L’actualité de l’UCL

Journées d’été rouge et noir 2021

Version imprimable de cet article Version imprimable


La période estivale a été détendue mais productive pour l’Union communiste libertaire, avec l’enchaînement de deux événements importants. Du 25 juillet au 1er août se sont tenues les Journées d’été rouge et noir à Bécours (Aveyron). Un mois plus tard s’est tenu le Ier congrès fédéral de l’organisation, initialement prévu fin mai, mais déplacé, du fait de la 3e vague de Covid, du 28 au 30 août à Fougères (Ille-et-Vilaine). Nous en parlerons dans le numéro d’octobre.

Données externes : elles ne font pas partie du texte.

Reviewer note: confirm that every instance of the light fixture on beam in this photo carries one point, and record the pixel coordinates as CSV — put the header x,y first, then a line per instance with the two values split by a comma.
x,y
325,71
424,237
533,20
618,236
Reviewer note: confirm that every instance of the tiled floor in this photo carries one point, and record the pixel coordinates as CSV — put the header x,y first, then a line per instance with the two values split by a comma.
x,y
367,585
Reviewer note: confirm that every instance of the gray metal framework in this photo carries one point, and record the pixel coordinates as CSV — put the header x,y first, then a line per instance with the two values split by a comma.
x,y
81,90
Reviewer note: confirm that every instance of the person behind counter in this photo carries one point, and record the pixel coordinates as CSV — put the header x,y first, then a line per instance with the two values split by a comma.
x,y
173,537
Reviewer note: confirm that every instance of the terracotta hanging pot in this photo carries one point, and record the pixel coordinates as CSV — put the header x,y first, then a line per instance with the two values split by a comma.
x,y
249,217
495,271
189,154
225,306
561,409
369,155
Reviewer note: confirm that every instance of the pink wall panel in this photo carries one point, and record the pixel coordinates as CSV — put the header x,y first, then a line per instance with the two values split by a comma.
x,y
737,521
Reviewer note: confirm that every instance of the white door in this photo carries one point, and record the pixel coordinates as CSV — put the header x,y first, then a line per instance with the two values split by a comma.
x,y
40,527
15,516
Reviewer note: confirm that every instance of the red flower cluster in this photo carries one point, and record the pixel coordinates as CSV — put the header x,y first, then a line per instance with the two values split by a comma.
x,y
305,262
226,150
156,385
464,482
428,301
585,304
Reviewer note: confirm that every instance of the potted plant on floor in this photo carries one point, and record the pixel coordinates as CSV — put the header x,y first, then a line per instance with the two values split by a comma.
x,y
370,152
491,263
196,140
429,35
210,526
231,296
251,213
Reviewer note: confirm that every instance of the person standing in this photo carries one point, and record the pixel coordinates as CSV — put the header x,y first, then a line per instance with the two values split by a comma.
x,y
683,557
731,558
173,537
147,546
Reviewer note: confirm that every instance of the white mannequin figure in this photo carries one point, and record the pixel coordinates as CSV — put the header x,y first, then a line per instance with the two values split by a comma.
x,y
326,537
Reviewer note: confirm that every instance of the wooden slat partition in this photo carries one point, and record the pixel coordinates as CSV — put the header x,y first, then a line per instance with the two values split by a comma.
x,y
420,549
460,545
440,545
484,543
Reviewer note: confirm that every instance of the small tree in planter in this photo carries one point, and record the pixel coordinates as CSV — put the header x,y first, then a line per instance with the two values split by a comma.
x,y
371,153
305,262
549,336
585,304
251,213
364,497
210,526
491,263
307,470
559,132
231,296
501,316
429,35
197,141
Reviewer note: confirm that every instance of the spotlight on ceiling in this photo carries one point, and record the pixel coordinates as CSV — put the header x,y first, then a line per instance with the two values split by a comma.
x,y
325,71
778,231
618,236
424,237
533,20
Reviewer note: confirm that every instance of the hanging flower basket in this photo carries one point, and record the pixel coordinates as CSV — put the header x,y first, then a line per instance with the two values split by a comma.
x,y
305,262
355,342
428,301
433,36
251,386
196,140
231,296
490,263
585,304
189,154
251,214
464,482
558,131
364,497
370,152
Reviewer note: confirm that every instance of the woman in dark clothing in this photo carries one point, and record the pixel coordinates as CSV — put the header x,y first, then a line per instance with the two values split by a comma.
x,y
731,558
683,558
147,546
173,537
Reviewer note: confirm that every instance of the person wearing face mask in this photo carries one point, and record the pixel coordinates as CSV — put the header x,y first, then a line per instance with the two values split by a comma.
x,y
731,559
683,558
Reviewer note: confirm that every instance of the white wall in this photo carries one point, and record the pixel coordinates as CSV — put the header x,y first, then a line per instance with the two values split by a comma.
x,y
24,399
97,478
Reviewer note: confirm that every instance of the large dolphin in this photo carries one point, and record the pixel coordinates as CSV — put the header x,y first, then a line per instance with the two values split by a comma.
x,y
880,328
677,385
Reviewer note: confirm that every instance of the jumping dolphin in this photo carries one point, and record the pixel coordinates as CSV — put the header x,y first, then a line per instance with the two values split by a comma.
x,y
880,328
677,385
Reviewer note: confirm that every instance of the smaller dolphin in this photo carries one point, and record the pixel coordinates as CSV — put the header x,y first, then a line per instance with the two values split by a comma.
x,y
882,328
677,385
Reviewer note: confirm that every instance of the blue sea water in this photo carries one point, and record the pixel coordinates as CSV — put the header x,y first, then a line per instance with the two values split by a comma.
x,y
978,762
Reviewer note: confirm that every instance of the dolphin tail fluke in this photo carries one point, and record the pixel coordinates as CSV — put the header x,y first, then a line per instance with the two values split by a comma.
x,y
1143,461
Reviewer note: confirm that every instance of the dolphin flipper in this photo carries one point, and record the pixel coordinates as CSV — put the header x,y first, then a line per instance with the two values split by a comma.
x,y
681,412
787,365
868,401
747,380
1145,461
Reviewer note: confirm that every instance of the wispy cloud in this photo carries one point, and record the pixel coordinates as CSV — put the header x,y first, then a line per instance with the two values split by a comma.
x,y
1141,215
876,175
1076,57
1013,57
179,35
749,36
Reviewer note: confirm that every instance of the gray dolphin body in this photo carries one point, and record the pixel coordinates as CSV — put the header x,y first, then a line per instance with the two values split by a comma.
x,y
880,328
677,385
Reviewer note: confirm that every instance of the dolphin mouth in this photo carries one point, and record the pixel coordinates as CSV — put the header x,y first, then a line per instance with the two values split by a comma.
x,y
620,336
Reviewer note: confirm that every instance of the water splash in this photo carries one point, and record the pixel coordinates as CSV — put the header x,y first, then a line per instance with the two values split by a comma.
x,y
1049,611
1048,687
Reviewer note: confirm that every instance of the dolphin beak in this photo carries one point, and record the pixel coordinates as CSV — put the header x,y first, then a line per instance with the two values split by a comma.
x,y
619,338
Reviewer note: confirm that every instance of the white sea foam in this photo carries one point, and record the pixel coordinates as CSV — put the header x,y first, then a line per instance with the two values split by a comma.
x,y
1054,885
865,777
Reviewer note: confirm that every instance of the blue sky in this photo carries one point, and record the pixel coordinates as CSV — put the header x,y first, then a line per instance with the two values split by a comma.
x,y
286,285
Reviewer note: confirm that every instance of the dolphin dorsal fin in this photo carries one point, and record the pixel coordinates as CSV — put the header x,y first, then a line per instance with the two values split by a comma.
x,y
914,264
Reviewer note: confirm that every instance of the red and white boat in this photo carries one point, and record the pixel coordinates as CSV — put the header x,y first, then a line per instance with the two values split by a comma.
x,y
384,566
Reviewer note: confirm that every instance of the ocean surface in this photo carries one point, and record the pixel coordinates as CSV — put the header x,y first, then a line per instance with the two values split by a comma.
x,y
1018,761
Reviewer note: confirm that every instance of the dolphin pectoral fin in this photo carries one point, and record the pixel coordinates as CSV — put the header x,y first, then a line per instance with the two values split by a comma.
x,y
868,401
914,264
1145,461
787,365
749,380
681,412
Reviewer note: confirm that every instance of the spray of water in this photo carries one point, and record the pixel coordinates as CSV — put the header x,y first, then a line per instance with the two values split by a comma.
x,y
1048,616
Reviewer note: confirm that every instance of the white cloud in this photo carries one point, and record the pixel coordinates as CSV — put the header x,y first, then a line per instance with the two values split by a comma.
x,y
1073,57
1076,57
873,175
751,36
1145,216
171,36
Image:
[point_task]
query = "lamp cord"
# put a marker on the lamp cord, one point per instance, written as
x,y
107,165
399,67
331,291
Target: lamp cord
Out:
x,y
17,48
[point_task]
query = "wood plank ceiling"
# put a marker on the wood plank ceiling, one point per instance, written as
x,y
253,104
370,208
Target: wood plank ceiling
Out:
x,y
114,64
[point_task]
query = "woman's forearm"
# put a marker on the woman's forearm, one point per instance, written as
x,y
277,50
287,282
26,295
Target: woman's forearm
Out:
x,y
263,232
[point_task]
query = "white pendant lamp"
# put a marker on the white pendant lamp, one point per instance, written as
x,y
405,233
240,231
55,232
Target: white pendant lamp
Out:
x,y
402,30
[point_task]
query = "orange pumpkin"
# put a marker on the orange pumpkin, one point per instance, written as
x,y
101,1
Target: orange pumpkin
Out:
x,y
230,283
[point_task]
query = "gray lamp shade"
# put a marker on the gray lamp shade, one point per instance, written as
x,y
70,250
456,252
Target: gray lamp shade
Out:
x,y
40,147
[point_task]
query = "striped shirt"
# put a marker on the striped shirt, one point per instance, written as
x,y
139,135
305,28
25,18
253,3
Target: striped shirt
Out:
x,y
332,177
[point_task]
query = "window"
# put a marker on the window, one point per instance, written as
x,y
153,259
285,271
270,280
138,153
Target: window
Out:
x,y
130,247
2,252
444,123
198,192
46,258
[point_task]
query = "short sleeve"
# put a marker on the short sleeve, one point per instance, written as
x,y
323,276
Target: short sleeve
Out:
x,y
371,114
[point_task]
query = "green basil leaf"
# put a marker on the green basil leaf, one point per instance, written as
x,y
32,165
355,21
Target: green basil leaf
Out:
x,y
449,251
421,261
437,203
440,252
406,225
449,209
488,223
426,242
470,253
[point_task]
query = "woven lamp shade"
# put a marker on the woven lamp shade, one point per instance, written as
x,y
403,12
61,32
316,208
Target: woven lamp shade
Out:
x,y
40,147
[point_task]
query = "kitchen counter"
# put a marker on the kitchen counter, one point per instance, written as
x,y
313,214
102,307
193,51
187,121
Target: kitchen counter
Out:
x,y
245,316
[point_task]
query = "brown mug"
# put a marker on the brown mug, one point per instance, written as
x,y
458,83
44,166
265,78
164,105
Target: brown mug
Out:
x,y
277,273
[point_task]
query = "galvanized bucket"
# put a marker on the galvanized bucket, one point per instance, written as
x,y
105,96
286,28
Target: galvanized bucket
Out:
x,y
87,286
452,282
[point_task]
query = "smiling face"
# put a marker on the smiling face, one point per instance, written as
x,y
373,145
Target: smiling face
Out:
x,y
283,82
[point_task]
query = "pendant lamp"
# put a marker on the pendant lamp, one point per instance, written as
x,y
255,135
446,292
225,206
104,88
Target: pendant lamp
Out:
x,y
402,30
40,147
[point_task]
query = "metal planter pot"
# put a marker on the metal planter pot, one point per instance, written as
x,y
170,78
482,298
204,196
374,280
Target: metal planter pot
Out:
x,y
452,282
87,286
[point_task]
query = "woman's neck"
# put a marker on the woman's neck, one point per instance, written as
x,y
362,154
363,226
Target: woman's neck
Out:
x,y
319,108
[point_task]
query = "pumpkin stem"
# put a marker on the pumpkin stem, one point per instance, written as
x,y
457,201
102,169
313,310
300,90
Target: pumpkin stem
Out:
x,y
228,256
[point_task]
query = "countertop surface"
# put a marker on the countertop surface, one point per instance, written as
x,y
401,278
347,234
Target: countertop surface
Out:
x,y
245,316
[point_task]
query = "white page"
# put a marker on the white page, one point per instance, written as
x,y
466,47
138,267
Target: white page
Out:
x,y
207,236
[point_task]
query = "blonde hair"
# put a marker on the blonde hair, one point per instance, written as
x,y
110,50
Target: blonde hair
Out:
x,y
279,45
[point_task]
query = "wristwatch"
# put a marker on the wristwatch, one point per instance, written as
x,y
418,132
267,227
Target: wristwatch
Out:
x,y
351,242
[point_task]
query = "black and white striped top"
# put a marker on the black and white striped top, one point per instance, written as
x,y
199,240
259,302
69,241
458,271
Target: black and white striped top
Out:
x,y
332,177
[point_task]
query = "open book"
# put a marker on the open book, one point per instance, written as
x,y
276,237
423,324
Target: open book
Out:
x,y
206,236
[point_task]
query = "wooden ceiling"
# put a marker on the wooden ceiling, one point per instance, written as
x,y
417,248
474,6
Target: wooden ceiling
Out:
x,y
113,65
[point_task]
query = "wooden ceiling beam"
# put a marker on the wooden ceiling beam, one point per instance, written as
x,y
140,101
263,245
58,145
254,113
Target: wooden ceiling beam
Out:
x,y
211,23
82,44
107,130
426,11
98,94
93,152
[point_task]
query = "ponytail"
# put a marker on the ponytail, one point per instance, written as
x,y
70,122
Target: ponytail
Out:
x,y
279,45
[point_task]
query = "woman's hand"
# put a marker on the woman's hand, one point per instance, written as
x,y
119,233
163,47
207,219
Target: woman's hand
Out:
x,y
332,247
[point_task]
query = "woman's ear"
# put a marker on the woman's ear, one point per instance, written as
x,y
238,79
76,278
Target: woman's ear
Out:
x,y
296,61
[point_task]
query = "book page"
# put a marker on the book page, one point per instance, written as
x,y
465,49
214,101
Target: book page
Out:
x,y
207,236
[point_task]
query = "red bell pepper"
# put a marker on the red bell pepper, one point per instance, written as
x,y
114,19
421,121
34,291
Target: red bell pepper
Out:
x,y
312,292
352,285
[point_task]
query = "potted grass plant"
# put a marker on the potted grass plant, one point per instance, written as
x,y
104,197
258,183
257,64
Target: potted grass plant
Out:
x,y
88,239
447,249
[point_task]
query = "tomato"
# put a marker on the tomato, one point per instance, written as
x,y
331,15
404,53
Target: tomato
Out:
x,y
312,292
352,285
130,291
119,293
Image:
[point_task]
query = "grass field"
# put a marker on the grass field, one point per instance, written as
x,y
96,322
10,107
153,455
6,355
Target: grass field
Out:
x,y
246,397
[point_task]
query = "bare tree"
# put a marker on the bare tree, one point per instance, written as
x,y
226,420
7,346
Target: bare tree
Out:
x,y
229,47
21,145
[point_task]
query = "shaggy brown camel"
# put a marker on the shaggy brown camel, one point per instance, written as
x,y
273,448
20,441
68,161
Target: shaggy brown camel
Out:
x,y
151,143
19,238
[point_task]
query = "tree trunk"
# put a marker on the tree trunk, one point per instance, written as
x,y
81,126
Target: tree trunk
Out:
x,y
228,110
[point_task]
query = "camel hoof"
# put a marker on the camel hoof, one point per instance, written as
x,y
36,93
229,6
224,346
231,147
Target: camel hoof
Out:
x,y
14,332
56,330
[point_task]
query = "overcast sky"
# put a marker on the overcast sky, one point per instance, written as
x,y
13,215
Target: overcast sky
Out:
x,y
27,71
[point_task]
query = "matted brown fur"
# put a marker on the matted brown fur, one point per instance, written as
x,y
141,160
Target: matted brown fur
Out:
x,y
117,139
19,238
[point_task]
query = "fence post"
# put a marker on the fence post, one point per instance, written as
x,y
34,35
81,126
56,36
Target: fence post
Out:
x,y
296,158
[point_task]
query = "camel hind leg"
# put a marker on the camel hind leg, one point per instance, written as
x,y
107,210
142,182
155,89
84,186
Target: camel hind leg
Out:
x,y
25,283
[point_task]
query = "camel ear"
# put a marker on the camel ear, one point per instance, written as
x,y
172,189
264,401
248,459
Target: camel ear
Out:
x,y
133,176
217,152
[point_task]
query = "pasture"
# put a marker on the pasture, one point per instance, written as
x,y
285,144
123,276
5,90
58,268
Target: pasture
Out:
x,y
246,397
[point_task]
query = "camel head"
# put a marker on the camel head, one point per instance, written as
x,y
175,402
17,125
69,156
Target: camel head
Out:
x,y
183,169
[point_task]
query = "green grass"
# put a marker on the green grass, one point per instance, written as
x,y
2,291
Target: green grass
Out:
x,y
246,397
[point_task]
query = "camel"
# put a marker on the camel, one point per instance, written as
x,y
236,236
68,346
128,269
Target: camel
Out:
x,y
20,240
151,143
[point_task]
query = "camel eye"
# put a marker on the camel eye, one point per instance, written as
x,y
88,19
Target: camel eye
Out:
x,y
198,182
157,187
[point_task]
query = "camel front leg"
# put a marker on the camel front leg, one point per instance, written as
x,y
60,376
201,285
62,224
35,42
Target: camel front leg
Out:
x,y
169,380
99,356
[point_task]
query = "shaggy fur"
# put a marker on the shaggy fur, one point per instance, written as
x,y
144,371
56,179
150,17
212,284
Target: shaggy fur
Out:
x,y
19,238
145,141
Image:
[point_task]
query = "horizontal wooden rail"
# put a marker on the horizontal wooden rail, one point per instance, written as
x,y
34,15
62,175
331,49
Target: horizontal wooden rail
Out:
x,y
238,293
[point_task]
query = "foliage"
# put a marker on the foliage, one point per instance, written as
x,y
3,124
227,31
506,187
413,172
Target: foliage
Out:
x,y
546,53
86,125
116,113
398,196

Chaque année, les Journées d’été rouge et noir sont un temps fort de rencontre, de formation et de débat (non décisionnel) pour les militantes et militants de l’UCL, et pour les Ami·es et abonné·es à Alternative libertaire qui souhaitent y participer. Après l’annulation de l’édition 2020 pour cause de Covid, on attendait avec impatience ce moment, dans le cadre magnifique du hameau de Bécours, et en complète autogestion.

Chaque jour, afin qu’il y en ait pour tous les goûts, plusieurs ateliers étaient proposés en simultané, qui pouvaient relever de la formation (analyse féministe matérialiste, entraînement à la prise de parole en public…), de l’échange de pratiques (syndicalisme, antirépression, animation d’un groupe UCL…), du débat (ruralité, municipalisme...) ou de la conférence (histoire, Kurdistan, Kanaky, Palestine, Algérie…).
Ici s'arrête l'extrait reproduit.